Once upon a time, when I was at DU
A university is often referred to an alma mater, literally a kind and nurturing mother. Just like our relationships with our mothers, each student also has a unique relationship with their university. Often, this relationship is imbued with joys of discovery, learning, and of course growing up. For many others, it is a time of intense struggle, both financial or personal, bullying, and in terms of universities in South Asia, often marred with dirty politics. And yet, the institution and its legacy is always larger than the sum of its parts.
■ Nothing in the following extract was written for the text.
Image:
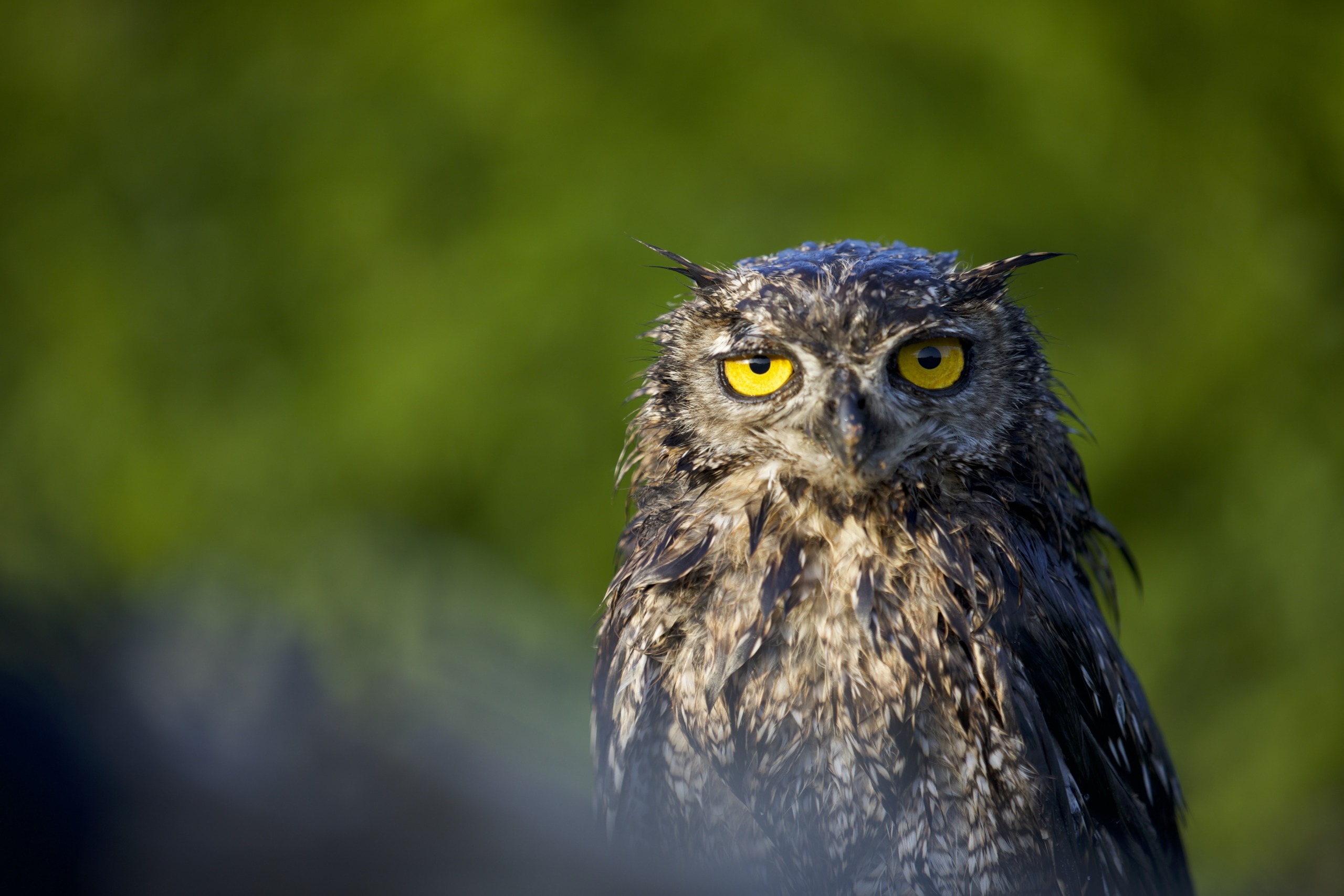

As an alumnus myself, the greatest take from university is a group of wonderful people I call friends, and some lifelong lessons but not the academic kind, as I scarcely remember anything from the complicated derivations and theories, and the horrors of exams. I am not alone in cherishing the other side of university life. For many, the time has yielded lifelong relationships, and beautiful memories. Here are a few, of the mischief and carefree nature of youth, a young man's quest for kodom blooms for his beloved, and a student's journey to becoming a mother, all around the DU campus.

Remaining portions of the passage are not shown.